Little Lion Hunter is a 1939 American animated comedy short film directed by Charles Jones. The short was released to theaters as early as September 23, 1939. It is part of the Merrie Melodies series and the first cartoon to feature Inki. It was re-released as a "Blue Ribbon" reissue in 1946 as The Little Lion Hunter, rendering the original film and credits lost.

==Plot==
Inki fails to hunt a parrot, giraffe and butterfly with his spear. He then finds giant footprints created by the Minah Bird, who walks to the beat of Felix Mendelssohn's The Hebrides and is chased into a hole. He tricks Inki with a sleeping skunk.
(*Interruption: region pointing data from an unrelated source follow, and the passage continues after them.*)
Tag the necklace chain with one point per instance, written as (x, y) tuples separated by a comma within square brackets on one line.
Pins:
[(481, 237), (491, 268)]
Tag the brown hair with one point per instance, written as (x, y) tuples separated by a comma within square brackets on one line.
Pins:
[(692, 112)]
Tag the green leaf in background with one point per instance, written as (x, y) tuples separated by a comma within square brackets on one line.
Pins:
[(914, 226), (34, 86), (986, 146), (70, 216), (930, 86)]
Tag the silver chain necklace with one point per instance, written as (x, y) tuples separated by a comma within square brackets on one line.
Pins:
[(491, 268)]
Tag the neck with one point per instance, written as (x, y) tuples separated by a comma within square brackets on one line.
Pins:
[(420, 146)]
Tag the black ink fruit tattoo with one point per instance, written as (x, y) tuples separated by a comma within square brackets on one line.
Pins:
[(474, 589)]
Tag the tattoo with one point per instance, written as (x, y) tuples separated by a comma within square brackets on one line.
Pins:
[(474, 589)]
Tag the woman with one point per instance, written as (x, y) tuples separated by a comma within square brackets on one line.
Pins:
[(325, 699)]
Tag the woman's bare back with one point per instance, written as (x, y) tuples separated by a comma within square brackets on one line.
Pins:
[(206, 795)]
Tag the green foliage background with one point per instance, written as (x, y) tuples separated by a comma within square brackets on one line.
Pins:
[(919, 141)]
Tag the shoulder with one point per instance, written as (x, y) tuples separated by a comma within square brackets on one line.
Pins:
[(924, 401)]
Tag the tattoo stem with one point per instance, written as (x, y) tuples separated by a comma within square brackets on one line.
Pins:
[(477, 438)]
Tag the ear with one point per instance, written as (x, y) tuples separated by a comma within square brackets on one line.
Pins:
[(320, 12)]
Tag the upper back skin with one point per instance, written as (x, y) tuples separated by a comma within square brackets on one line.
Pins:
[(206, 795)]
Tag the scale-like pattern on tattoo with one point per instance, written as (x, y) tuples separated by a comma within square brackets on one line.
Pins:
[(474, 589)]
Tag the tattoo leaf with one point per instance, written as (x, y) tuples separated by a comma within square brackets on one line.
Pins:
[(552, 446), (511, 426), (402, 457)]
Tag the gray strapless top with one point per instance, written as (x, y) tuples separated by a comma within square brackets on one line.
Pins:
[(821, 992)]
Inki tries to hunt a tortoise, who escapes into a hole. Inki could not find the tortoise while the Minah Bird walks on him. Inki angrily throws his spear, which coincidentally forms a bridge for the Minah Bird to walk across a cliff. He chases the Minah Bird into a tree, where the Minah Bird tricks him into falling, while a lion spots him. Inki does not realize the lion is next to him until he squeezes under a tree and spots it. Inki disguises himself as a cut tree trunk, which the lion falls for until the Minah Bird's call causes him to notice Inki running. As Inki taunts the lion, the Minah Bird emerges from the trunk and distracts the lion, who is brutally beat up and tied to a tree offscreen. The Minah Bird points Inki towards the trapped lion before kicking him, much to his confusion.

==Home media==
Little Lion Hunter is available in an unrestored version on both the VHS tape The Best of Bugs Bunny and Friends and the laserdisc The Golden Age of Looney Tunes Volume 2 (side 4).